Select Committee on Innovation, Universities and Skills Written Evidence


Memorandum 22

Submission from the British Society for Immunology

  I am writing in my capacity as the education secretary and Trustee of the British Society for Immunology. I, together with the trustees and a significant proportion of the membership would like to raise concerns regarding the proposed HEFC cut relating to support for students who have equivalent level qualifications (ELQs). We understand that if a person has already got a degree at a particular level (eg 1st degree) they will receive no further funding for taking courses at this level, even if it is in order to retrain or update skills.

  We and others are concerned that this is in direct contradiction to the government's stated aims of promoting lifelong learning, and keeping skills up to date.

  More importantly, biomedical science, to name one discipline is a subject that moves on so quickly that, skills learnt 15-20 years ago are almost completely redundant now. It is therefore common for students, including immunologists and cell biologists, who have a bioscience degree from some years ago to take level 3 courses in order to update their knowledge and skills. They have no desire to undertake a whole degree, just to keep their science current. It would appear that the fees for such students will treble if the proposals are enacted; a powerful disincentive.

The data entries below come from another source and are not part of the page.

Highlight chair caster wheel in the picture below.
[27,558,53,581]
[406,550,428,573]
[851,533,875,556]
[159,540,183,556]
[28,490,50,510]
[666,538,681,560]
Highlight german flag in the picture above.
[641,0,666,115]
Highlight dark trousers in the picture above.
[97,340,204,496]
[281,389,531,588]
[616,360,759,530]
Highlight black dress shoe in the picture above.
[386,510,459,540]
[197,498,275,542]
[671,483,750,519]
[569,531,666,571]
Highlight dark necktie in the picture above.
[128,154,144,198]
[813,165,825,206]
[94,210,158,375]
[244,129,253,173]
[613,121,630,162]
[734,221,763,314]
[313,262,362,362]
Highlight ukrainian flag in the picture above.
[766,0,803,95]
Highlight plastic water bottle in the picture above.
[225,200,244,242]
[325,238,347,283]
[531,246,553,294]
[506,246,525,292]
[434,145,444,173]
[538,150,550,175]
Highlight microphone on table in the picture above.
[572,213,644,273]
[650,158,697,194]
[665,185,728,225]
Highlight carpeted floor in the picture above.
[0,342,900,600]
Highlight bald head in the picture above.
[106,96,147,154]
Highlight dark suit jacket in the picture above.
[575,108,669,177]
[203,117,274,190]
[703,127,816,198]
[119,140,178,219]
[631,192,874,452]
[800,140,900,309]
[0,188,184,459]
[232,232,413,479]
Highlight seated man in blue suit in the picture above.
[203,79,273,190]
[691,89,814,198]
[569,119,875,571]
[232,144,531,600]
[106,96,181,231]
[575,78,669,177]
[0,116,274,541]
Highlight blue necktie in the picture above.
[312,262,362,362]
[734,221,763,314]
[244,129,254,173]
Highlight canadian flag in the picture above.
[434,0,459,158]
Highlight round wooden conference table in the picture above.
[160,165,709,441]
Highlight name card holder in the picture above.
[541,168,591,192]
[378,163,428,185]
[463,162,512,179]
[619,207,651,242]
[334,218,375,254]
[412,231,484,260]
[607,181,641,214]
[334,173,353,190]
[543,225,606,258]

  The British Society for Immunology is concerned about this policy because it will lead to progressive loss of scientific currency. Moreover, it is often senior scientists who are involved in teaching the next generation, so failure to maintain currency has a knock-on effect. Major funding bodies including the Wellcome Trust and the Medical Research Council recognise the scientific impact also of discipline hopping enabling physicists to apply their skills to biological phenomena; this leads to innovative and multidisciplinary research of the highest impact world wide and often requires re-training.

  We would therefore ask you to consider our concerns about a strategy that seems to undermine the maintenance and development of professional skills.